The son was a dutiful keeper of the Gallup flame, safeguarding its integrity and devotion to the principle that democracy depends for its existence on ability and an awareness of public opionion as a political force to balance the array of special interests.
George Jr. took as his life work the cause of reminding his many readers of the influence and variety of spiritual traditions. His books were largely arguments in celebration of religious beliefs to which increasing numbers of Americans were becoming indifferent or hostile.
In that manner, he sustained his call to proclamation. Though he was the loyal son of a famous scion, helping keep a trustworthy face on an institution that became a household word, my sense was that he retained that longing to serve as a minister in a parish.
It is no disrespect for the valuable work that he did to say that he would likely have been a wonderful rector.
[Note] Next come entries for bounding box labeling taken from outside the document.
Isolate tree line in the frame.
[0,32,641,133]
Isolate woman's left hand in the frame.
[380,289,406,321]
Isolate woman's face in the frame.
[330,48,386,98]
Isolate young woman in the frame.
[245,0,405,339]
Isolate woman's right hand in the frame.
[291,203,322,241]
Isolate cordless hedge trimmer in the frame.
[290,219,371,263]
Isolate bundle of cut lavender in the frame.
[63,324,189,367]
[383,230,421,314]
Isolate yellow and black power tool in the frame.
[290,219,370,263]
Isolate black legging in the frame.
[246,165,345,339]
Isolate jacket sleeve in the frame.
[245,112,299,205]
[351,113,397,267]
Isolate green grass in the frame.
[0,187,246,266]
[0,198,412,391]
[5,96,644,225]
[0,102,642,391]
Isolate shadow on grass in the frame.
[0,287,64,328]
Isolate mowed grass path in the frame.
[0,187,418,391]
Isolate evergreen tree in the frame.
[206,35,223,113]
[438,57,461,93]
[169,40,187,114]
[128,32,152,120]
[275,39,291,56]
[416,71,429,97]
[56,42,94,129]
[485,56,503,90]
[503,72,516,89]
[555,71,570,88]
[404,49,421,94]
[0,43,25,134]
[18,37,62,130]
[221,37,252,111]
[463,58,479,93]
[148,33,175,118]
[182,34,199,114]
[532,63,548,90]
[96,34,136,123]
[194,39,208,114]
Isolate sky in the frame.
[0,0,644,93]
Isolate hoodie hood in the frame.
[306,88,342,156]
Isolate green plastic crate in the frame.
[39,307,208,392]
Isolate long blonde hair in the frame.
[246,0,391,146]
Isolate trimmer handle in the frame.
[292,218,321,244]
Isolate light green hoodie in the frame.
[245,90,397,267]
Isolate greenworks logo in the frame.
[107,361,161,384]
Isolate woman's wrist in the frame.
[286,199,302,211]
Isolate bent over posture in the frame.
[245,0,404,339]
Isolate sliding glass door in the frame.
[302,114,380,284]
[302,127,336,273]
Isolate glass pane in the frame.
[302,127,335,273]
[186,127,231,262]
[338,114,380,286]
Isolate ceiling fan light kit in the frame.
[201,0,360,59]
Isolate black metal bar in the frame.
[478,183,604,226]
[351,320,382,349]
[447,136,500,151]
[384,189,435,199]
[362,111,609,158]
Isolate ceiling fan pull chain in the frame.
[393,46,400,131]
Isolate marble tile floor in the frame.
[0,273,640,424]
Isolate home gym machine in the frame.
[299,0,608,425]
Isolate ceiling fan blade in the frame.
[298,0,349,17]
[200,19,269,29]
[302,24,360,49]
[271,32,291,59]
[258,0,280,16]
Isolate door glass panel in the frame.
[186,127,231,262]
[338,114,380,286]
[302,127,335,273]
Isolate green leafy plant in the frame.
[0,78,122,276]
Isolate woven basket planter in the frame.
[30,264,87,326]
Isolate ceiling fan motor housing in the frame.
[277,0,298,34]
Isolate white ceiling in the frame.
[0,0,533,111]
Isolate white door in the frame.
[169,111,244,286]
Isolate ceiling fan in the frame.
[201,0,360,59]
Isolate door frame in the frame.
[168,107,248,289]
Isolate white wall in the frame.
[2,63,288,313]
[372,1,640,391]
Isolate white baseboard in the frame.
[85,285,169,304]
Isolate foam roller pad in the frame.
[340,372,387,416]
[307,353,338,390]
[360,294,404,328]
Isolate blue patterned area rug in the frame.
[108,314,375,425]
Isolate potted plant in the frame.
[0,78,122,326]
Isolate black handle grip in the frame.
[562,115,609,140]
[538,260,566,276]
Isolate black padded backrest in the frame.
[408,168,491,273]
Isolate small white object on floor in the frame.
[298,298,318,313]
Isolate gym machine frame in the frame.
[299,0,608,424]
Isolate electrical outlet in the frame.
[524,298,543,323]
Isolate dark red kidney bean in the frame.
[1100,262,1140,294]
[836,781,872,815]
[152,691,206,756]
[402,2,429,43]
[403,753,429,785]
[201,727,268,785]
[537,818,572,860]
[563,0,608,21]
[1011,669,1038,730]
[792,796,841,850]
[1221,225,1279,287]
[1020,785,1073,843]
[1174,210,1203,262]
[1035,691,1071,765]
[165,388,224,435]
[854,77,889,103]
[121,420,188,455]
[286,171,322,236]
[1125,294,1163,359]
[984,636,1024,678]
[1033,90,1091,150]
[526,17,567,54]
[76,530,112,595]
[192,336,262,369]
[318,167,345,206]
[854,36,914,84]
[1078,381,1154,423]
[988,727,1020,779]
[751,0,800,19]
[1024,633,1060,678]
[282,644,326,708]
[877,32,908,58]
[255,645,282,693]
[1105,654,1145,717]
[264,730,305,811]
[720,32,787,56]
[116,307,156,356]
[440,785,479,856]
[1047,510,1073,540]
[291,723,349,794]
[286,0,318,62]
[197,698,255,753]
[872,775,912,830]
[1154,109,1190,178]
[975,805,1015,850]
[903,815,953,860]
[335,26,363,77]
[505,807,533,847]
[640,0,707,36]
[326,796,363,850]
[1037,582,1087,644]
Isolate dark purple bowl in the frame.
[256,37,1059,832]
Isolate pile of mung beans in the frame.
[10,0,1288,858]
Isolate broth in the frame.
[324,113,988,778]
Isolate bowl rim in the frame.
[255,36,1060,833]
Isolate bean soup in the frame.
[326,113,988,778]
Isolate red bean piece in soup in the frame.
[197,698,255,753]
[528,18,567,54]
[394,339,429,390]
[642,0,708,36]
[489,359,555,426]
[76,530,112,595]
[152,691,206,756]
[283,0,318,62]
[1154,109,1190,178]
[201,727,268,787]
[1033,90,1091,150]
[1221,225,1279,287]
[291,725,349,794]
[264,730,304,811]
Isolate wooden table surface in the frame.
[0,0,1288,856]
His demeanor was ministerial, if that translates into anything more than my subjective impression. There were traces in his voice of regret for having held back or having felt held back.
He was in some ways constrained by the battles over women's ordination and openly gay clergy. By disposition, he was inclined toward inclusivity and renewal of understanding, both of which led him to approve both expansions of tradition. But he also felt pressures to please far less liberal elements in the church.
Like all vocations, his was refracted by circumstance and disruptions, I suppose, but was no less compelling than any other. His calling, like all others, ran the risk of compromise and diminishment, but it remained vital and fresh in every new handshake and each heartfelt response to suffering.